Wer die Abkehr Großbritanniens von Europa auch in seinem Depot nachvollziehen will, kann auf spezielle Fonds zurückgreifen, die ganz Europa abdecken, aber Großbritannien ignorieren. Diese Kategorie enthält 26 Produkte, ist also relativ klein. Der Ausschluss des Königreichs - eigentlich größter Aktienmarkt Europas - führt dazu, dass das Gewicht aller übrigen Länder tendenziell steigt. Gerade Aktien aus kleineren Nationen wie Dänemark oder den Niederlanden treten in diesen Fonds regelmäßig etwas stärker hervor. Am Top-Trio Frankreich, Schweiz und Deutschland ziehen diese Staaten mit Blick auf die Gewichtung aber selten vorbei.
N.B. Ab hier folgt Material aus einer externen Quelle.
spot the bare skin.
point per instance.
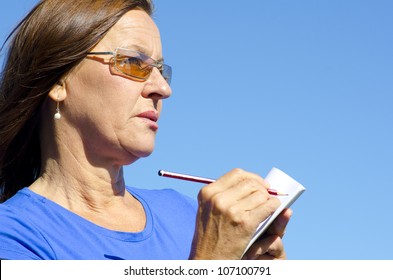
(100, 131)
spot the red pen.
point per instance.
(200, 179)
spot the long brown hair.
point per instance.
(48, 43)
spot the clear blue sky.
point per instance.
(306, 86)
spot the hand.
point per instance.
(270, 246)
(230, 210)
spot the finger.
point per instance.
(250, 211)
(233, 187)
(268, 248)
(279, 225)
(237, 175)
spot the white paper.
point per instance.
(282, 183)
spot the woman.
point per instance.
(81, 95)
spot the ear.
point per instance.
(58, 92)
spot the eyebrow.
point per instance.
(140, 48)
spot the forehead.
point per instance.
(135, 30)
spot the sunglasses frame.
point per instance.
(165, 70)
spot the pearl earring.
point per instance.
(57, 116)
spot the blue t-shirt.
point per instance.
(33, 227)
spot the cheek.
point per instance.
(95, 91)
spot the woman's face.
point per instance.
(116, 116)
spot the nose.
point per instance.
(156, 86)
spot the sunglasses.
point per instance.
(136, 64)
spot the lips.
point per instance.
(151, 115)
(151, 118)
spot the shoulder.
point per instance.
(20, 238)
(163, 197)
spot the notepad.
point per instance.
(283, 183)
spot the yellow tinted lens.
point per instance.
(133, 66)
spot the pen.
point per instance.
(201, 180)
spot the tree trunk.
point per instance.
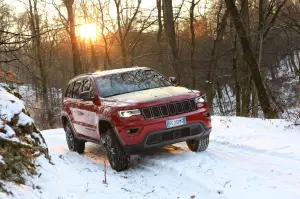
(245, 86)
(249, 57)
(174, 67)
(159, 35)
(234, 72)
(121, 37)
(192, 48)
(77, 66)
(210, 82)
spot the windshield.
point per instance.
(127, 82)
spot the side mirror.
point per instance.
(173, 80)
(86, 96)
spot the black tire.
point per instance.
(198, 145)
(74, 144)
(119, 160)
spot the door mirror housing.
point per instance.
(86, 96)
(173, 80)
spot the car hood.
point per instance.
(170, 93)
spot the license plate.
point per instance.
(176, 122)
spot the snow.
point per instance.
(247, 158)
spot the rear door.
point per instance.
(89, 113)
(76, 109)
Fonds mit Fokus auf die Eurozone schränken sich regional noch stärker ein. Nur Aktien aus Ländern, die zur Währungsunion gehören, sind erlaubt. Für gewöhnlich ist die Dominanz französischer und deutscher Titel in diesen Portfolios hoch. Im bekannten Vergleichsindex Euro Stoxx 50 kommen Aktien aus Frankreich auf einen Anteil von 37 Prozent, Werte aus Deutschland auf 28 Prozent. In aktiv gemanagten Fonds kann diese Verteilung zwar anders aussehen, doch der Index zeigt, wohin die Reise ungefähr geht.

Wer breit gestreut in Europa anlegen will, sollte besser den gesamten Kontinent ins Visier nehmen. Eine Beschränkung auf die Eurozone hat allerdings den Vorteil, dass Währungsschwankungen vermieden werden. Nur Anleger, denen dieser Aspekt sehr wichtig ist, sollten einen der 111 verfügbaren Eurozone-Aktienfonds kaufen.